I have plenty of time to let traps season "rust" and get a good Black Walnut coating just wanted to try the Pecans. They are not a gentle Nut gets so Black it's purple after cooling, I will be adding these to the Walnut stew as well. Most of the dye will rub of after drying but still leaves the trap very dirty looking for fresh steel.

#1 1/2 SCLS

#455 SCBG

Has anyone used the Pecan for Dying????

Thanks,

jimmy shutt


----------



## Ruger (Jan 22, 2011)

They look good!!!!!!


----------



## jimmy shutt (Jun 2, 2013)

thanks Ruger,

Beer and a little time is the Mother of all inventions!


----------



## azpredatorhunter (Jul 24, 2012)

They look good... when I was a kid my dad would take all the new traps and put them in a burlap sack, and put them in a swamp with a big rock on top to keep them submerged for a few days, it would rust them just right. I don't know if that would work in FL. but in PA I am sure it would.


----------



## jimmy shutt (Jun 2, 2013)

Good stuff azpredator, my buddy told me the other day to toss them in any well at the management area's "florida" they are full of sulfur. I'm sure the everglades muck will dirty them up as well.
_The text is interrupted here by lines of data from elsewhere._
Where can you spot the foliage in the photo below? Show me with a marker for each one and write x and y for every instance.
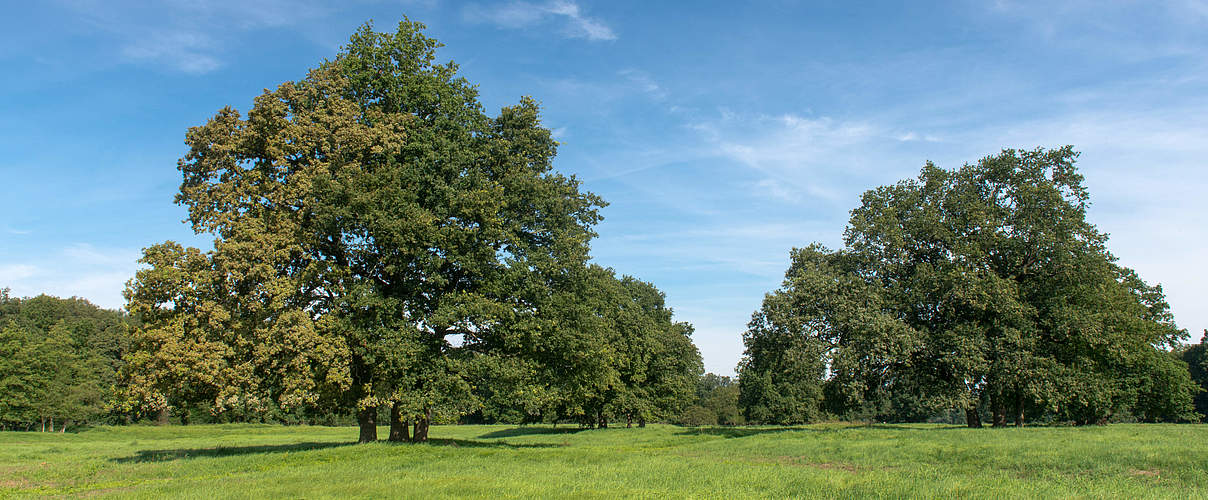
(58, 359)
(381, 242)
(716, 402)
(969, 288)
(1196, 356)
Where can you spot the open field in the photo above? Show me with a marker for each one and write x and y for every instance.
(829, 460)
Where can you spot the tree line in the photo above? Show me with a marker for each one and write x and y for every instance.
(981, 289)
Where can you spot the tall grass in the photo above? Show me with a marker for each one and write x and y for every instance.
(830, 460)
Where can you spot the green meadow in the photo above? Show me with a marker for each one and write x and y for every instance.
(825, 460)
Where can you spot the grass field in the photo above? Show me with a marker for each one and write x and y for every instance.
(829, 460)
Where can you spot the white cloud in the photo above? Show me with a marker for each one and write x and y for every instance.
(644, 83)
(521, 15)
(98, 274)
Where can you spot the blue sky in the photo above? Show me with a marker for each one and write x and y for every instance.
(721, 133)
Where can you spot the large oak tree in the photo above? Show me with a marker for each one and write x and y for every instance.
(375, 232)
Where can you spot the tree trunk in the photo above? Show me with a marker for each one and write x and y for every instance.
(999, 411)
(1018, 408)
(367, 419)
(422, 426)
(399, 431)
(973, 418)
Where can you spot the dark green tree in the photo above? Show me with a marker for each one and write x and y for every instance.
(1196, 356)
(988, 289)
(58, 361)
(364, 217)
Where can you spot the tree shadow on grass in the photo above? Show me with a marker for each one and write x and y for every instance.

The pecan dye is more a tribute to my buddies Grandfather, their property "South Carolina" is getting sold, those pecan trees are over 60 years old. My buddy was stoked to hear Grandpa's brew worked for my traps!

It actually works pretty darn good!

jimmy shutt


----------



## azpredatorhunter (Jul 24, 2012)

The swamps in N. Illinois have cattails, I am not sure if the cattails had anything to do with rusting the traps, I am sure it was the acidity (pH) of the water... I've always used Logwood dye with great results...


----------



## jimmy shutt (Jun 2, 2013)

AZ you are on to something, the cattails here are used to filter the phosphores out of the Everglades from the big sugar fields and citrus. We have these "duck mecas" Storm Water Treatment Area's located in the Everglades that are like huge Dirt parking lots flooded with aprox. 18 inches of water, high levees all around and all the cattails you can get stuck in. They are suposed to muck out every 5 years to clean out all of the trapped PH and start over. With all of the Ducks doing their bussiness it just adds to the high levels.

I can't wait to get back to trapping hopfully for the 2015 season I'll be setting steel!


----------